Patients with RCD do not experience remission of symptoms while consuming a strict GFD. The diagnosis of RCD requires the exclusion of other diseases that can cause diarrhea and villous atrophy and the confirmation of adherence to a strict GFD (7
). A previous study showed that 82–90% of RCD patients referred to 2 large tertiary care centers were consuming gluten and had been improperly diagnosed of RCD (22
). Moreover, there is no effective method to rule out if RCD symptoms are due to hypersensitive to trace amounts of gluten or to involuntary gluten exposure. The results obtained in the current study with patients with active CD patients, in remission, or after a gluten challenge demonstrated that these methods could be used to determine uncontrolled gluten ingestion and might be a useful for studying RCD (7
In a previous study, we showed that the reactivity of antigliadin 33-mer moAbs correlated with the potential immunotoxicity of gluten proteins. T cell–reactivity analysis and enzymatic detoxification of gluten by glutenases showed that the signal of the antigliadin 33-mer moAbs correlated with the sample's potential toxicity for celiac patients (4
), which suggested that glutenases were able to cleave the epitopes detected by these antibodies. Therefore, the determination of the content of 33EPs in feces could be used to monitor gluten detoxification of celiac patients treated with novel enzymatic therapies (3
), proving the utility of these methods in experimental therapies for CD.

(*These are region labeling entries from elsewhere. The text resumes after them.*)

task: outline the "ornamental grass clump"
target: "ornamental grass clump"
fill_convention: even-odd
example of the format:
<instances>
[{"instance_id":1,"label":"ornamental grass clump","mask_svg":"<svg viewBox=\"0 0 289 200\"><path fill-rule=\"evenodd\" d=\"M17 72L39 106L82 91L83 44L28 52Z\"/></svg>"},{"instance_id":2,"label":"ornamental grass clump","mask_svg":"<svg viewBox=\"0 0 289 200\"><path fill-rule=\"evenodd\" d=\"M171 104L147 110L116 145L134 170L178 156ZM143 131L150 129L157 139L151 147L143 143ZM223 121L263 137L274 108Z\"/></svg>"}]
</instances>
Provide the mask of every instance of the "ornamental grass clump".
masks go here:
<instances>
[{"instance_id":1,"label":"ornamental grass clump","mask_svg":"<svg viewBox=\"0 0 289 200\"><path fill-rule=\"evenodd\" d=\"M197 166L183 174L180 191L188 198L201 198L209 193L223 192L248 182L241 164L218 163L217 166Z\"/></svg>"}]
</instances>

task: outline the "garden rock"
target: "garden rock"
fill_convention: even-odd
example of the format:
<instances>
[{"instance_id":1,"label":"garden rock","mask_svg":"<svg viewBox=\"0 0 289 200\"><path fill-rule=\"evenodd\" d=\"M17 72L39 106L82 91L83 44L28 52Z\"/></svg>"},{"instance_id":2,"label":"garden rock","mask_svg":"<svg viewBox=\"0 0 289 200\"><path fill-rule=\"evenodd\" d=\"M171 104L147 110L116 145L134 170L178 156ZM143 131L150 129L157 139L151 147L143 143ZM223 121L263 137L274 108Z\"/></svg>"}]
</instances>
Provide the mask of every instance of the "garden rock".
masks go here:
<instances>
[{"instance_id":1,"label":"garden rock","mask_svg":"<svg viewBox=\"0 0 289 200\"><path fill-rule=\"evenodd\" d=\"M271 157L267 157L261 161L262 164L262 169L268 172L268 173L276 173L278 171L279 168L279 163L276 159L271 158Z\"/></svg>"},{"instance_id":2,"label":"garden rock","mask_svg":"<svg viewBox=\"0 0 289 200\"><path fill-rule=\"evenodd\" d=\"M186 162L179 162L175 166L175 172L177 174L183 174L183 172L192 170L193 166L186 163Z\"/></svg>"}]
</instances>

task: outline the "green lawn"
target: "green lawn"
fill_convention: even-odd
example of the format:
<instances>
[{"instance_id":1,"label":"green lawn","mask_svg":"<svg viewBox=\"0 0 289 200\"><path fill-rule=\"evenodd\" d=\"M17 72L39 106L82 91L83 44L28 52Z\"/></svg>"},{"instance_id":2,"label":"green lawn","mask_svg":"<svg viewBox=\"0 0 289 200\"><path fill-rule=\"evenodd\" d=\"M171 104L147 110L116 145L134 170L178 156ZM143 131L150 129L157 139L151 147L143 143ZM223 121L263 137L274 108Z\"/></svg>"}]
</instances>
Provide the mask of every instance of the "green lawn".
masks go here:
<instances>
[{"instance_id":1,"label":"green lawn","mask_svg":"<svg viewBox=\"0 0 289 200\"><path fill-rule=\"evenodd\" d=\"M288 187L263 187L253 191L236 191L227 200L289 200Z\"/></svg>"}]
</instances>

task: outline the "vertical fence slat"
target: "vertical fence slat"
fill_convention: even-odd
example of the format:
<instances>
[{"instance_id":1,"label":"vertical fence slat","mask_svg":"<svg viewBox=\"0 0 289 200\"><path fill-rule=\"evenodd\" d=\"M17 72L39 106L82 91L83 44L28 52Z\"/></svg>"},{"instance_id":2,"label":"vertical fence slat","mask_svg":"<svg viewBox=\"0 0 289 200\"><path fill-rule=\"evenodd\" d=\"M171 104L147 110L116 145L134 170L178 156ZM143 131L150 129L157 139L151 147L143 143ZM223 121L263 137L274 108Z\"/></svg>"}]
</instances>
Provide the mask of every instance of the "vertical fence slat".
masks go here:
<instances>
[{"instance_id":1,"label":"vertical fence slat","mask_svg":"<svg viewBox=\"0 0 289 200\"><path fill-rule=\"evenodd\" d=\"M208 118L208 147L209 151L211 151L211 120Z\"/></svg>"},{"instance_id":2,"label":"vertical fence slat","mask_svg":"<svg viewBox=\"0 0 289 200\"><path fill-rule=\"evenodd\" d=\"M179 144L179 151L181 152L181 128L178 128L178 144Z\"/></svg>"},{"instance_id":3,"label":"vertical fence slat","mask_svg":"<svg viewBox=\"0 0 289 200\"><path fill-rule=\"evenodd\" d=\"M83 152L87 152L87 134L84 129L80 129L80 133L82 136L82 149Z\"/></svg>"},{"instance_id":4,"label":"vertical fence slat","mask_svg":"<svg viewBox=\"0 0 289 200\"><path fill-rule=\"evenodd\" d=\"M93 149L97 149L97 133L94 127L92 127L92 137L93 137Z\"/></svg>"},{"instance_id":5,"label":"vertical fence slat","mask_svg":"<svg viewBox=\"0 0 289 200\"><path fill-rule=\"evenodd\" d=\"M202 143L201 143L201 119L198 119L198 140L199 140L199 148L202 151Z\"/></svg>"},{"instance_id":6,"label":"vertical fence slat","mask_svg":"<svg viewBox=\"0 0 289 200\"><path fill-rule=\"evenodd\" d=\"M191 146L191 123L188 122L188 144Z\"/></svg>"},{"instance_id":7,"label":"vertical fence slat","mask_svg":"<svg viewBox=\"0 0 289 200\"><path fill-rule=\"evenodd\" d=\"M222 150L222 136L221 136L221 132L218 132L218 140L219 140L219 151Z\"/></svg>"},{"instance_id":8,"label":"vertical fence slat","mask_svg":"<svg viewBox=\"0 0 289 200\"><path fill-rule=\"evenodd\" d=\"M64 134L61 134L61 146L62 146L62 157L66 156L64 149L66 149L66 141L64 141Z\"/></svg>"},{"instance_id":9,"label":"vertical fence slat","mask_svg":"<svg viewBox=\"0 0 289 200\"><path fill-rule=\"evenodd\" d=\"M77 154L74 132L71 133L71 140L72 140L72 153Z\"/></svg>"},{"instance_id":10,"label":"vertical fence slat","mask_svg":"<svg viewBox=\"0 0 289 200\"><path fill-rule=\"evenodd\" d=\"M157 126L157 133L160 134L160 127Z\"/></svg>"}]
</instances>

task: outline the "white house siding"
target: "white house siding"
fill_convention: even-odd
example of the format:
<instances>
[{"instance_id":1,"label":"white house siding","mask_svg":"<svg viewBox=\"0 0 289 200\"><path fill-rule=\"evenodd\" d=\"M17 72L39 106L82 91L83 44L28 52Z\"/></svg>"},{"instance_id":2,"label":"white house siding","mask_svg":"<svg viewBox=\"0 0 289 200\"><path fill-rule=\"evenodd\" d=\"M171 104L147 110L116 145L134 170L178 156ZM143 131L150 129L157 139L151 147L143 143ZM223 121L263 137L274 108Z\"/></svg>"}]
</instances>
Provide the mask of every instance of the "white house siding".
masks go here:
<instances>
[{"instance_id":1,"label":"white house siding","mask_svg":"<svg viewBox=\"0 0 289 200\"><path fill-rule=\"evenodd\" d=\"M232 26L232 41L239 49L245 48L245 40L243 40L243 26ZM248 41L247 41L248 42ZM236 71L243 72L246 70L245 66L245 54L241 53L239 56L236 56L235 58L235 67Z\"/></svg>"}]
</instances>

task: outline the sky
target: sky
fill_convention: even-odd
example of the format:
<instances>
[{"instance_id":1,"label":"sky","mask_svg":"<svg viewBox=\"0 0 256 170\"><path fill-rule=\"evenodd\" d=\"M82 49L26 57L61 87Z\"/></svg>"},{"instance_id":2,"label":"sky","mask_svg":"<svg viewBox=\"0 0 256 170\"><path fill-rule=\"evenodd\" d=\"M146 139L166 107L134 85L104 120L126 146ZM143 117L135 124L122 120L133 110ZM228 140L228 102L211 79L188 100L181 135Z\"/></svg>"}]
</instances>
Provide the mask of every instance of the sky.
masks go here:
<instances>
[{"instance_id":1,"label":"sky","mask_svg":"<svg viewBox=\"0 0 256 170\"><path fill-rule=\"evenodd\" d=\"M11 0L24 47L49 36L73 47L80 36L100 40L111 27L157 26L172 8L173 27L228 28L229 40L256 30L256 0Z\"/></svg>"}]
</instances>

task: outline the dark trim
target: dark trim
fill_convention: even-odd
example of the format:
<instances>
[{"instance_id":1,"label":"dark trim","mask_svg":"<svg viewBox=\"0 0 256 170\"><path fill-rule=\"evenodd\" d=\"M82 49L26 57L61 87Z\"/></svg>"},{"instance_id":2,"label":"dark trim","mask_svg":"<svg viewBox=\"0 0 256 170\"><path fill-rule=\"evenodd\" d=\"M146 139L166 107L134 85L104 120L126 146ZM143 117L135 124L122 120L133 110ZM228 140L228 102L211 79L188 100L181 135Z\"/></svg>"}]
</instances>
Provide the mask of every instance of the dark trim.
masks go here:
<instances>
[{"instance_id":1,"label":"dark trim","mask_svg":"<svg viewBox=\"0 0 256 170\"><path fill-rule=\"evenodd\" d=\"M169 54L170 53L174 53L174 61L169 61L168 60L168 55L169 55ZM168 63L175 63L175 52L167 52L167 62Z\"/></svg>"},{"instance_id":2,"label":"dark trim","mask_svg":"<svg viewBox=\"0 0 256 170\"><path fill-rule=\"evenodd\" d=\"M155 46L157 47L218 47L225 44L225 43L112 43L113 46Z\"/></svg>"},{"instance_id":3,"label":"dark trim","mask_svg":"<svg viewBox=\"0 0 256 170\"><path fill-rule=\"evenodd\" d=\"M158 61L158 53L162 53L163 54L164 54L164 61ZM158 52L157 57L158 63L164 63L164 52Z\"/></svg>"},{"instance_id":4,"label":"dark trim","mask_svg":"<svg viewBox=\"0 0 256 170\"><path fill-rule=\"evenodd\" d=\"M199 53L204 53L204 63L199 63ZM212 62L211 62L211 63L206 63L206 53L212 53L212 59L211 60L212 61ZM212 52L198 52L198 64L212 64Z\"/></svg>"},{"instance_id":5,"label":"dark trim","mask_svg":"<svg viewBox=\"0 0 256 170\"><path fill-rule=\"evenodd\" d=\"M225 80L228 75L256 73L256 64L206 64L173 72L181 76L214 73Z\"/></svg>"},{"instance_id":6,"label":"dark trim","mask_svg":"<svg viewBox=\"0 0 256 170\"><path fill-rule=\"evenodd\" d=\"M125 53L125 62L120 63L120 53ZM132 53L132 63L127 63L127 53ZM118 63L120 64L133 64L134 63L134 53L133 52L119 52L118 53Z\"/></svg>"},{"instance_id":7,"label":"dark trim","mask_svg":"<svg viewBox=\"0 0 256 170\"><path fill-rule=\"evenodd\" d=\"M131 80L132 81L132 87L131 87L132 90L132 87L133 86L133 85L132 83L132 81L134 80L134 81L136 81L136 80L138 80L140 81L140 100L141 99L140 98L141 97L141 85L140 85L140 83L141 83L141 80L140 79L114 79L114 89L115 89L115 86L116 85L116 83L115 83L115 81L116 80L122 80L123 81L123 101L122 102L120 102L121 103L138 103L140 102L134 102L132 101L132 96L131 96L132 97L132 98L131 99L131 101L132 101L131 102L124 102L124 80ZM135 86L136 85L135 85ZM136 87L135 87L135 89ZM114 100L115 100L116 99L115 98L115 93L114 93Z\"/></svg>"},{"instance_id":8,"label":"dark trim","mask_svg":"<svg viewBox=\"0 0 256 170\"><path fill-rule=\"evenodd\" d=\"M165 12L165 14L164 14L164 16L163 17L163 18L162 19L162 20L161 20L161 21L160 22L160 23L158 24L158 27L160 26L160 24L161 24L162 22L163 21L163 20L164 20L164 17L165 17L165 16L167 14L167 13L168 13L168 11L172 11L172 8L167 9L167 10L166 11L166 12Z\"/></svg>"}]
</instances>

In this article, we have shown how to monitor the consumption of gluten by simple immunologic assays in feces and thereby overcome some unresolved scientific and clinical problems in celiac-patient monitoring, including 1) the monitoring of short -term GFD compliance, 2) assessment of the efficacy of enzymatic therapies, and 3) how to diagnose gluten intoxication that is due to involuntary food contamination. Researchers may want to consider the use of these methods when designing clinical trials in CD and to correctly interpret acute or refractory symptoms in celiac patients. In conclusion, the resistance of 33EPs to gastrointestinal digestion and the use of G12 anti–33-mer-based tests may be useful for monitoring dietary compliance in CD patients due to its noninvasiveness, sensitivity, and significant correlation with consumed gluten.